Study for improving ammonia combustion and emissions using different hydrogen addition strategies in pre-chamber turbulent jet ignition mode

The turbulent jet ignition (TJI) mode is a viable strategy to achieve high thermal efficiency and low nitrogen oxide (NOx) emissions for ammonia (NH3). In this study, the combustion behavior and NOx emissions were comprehensively compared under lean-burn condition for active TJI mode with pure NH3, active TJI mode with pre-chamber H2 addition, and passive TJI mode with NH3/H2 blend. The results indicated that the active TJI mode with the equivalence ratio (ER) of the pre-chamber increased from 0.6 to 0.9 by H2 addition produces a higher velocity jet flame that rebounds into the main chamber, substantially shortening ignition delay and initial flame duration while avoiding excessive peak heat release rates. Increasing the ER or the H2 energy ratio in the main chamber raises the flame temperature and radical concentrations. This reduces the final fuel NO and NO2 emissions while increasing thermal+prompt NO and NO2 emissions, which become dominant.

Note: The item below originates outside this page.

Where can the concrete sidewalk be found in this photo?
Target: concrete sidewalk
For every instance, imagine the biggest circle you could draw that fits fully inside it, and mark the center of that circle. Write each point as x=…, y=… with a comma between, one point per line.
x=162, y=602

In all TJI cases in this study, total N2O emissions are dominated by fuel N2O. During the early combustion stage, fuel NOx is concentrated at the flame front. In the later stage, fuel NO and NO2 are mainly distributed near the chamber wall, while fuel N2O remains close to zero. Thermal+prompt NOx is generated in high-temperature regions during the later combustion stage, declining slowly after peaking.